Sentí cómo algo dentro de mí se tensaba, incómodo, inesperado, una mezcla extraña de rechazo, rabia… y algo más que no quise nombrar.
Debía irme, sabía que debía irme. Pero no lo hice.
Mis ojos se quedaron allí, atrapados en la escena, en la forma en que él se movía con total naturalidad, como si ese fuera su mundo, como si nada le afectara, como si yo no existiera.
Hasta que ocurrió algo inesperado, se detuvo. Y giró la cabeza. Directo hacia mí.
Sus ojos brillaron en la oscuridad, intensos, afilados, completamente conscientes, y entonces… sonrió.
No fue una sonrisa cualquiera, fue lenta, provocadora. Como si hubiera sabido todo el tiempo que yo estaba allí.
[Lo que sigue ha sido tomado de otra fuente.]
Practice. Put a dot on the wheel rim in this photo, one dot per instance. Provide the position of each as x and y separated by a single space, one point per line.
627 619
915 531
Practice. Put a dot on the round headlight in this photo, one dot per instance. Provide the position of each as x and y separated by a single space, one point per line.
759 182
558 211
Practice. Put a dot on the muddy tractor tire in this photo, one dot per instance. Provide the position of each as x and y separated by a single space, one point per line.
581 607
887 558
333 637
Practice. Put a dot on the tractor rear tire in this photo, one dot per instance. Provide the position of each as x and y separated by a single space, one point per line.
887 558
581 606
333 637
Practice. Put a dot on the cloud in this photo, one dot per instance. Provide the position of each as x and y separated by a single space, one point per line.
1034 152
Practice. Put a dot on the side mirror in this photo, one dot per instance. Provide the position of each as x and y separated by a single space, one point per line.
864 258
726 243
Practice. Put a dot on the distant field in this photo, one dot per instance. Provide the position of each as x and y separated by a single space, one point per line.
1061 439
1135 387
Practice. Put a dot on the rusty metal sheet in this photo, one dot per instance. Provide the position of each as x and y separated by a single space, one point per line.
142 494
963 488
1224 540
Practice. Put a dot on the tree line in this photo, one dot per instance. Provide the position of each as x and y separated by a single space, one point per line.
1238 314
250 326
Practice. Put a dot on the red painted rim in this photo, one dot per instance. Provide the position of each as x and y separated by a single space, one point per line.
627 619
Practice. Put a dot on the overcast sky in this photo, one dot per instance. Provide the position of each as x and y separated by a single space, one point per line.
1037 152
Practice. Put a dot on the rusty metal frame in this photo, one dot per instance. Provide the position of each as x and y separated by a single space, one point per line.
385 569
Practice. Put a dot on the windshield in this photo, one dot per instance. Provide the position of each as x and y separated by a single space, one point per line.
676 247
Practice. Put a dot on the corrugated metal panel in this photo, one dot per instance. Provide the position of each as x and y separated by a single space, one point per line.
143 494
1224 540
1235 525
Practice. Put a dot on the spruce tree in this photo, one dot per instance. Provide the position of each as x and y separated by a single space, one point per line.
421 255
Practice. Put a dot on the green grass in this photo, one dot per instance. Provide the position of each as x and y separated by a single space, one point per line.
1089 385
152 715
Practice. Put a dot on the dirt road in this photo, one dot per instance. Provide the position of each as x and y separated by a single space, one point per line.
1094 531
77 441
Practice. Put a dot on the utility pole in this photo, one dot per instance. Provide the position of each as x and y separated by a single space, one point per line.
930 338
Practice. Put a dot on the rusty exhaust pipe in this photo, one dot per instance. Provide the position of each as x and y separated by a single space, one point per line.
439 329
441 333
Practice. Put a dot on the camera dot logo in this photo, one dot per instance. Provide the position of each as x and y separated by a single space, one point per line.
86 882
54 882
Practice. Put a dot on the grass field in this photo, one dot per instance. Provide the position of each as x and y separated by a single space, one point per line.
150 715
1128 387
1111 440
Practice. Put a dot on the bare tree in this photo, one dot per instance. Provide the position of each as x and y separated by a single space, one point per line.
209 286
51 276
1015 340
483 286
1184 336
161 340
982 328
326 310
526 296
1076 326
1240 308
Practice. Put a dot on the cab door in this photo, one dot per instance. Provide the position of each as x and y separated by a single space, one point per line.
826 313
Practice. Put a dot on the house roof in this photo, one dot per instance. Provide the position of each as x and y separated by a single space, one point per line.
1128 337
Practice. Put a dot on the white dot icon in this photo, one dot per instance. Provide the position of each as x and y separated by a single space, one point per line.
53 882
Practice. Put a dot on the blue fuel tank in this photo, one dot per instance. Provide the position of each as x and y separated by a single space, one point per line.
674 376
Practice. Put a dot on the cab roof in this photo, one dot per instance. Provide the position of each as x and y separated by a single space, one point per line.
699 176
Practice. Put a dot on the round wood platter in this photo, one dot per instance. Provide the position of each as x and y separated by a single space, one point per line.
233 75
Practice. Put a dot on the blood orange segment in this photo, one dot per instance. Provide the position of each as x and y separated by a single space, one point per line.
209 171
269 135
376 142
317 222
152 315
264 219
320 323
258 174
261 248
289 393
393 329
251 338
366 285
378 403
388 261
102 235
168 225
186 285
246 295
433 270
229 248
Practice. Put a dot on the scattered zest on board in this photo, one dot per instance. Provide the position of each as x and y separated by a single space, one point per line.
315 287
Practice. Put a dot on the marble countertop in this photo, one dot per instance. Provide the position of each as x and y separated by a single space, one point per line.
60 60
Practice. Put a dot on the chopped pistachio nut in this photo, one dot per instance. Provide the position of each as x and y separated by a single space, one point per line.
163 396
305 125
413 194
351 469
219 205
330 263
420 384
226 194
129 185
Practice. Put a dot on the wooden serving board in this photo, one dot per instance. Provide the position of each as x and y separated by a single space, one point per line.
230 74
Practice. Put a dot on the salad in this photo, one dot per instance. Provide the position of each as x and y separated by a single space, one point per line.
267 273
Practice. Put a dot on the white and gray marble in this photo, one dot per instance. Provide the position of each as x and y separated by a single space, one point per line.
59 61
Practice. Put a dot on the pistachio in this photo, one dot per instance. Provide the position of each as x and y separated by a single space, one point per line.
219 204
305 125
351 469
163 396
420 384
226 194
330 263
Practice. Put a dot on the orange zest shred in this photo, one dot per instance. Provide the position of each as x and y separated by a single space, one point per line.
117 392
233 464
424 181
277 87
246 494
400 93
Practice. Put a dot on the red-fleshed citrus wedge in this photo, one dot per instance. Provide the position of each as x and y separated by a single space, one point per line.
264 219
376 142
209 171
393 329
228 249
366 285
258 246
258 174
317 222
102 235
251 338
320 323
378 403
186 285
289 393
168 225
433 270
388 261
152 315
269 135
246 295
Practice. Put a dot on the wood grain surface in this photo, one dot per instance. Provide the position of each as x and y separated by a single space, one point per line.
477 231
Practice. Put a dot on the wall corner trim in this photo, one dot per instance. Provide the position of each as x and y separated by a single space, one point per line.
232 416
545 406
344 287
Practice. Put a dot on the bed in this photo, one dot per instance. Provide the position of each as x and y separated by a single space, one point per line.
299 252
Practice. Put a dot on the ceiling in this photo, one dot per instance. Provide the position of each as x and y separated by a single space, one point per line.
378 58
El aire se me quedó atrapado en los pulmones. Y en ese instante, el control volvió a él.
Como siempre.
Retrocedí rápido.
Demasiado consciente de mi propia respiración, del calor en mi piel, de la incomodidad que me invadía como una ola imposible de detener.
Corrí de vuelta a la cocina, tomé la pizza, el vaso con agua y me fui a mi habitación, cerrando la puerta con más fuerza de la necesaria, apoyando la espalda contra ella mientras mi corazón latía descontrolado.
Y esta vez… Esta vez pasé el pestillo. Porque si había algo que tenía claro, algo que ya no podía negar… Era que Jake Pepper no necesitaba permiso para invadirlo todo.
Y yo no estaba dispuesta a dejarle entrar.